I’m sure I totally annoyed all the photographer friends to whom I forwarded a very funny blog post about the worst job in the world: microstock reviewer, that poor sucker who has to sort through all those quadrillions and quadrillions of super-shitty photos submitted for sale online for literally pennies. But now I see there is actually something emerging that is far worse. The Guardian says a chips-and-chemicals producer is running competitions for amateur ads. The latest winner was made for less than 10 pounds (not exactly chimp change: that’s almost 20 bucks, U.S.) “Bet you can’t eat just one” transmogrified by entrants internationally sounds like a call to Dr. Kevorkian.

It was so hot Barney Greengrass . . .

How can one section produce something as amazing as a graphic look at real estate hell in the age of avarice less than a week after publishing the most inane local story since I wrote about a purple martin apartment house in Iowa more than half a lifetime ago? I assume everyone else was wondering which Rubeville they were living in on waking up to find their hometown paper driveling about a drunk who wanders into a bar and can’t get back out. Come on! The guy could be president with those instincts.

Everyone on best behavior, honest

Smarter commentators than I have had their say on the live-blogging that went on at the Enron on 12th Street awards. We can only hope the perpetrators are not credentialed for either presidential convention this summer. But right now I’m wondering how pathetic you would have to be to be sitting home at your computer waiting for the latest Kim Cattrall utterance to be transcribed. No one is a bigger defender than I am of food as the third most important thing in life (after air and water). But this is only rock and roll. And it’s silly.

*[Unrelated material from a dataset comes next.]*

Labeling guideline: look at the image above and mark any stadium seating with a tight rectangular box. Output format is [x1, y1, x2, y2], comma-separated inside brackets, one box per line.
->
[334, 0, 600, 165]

Prairies dark with buffalo

I always used to say the best steak I ever had outside Spain was a slab o’ buffalo at the Bridge Cafe way back in the last century. Because I’m not a “real” food person,  though, I can also admit that flesh from non-cows does make me queasy, so I have to say I don’t exactly seek out the other red meat. Even so, the Harper’s story on the savage efforts by cattle ranchers around Yellowstone to wipe out the last descendants of the beasts that were here when Columbus landed is sickening. If the argument is not ironclad, the descriptions of the bison themselves and their indigenous world are heartbreaking. Read it and shit (from salmonella and E. coli).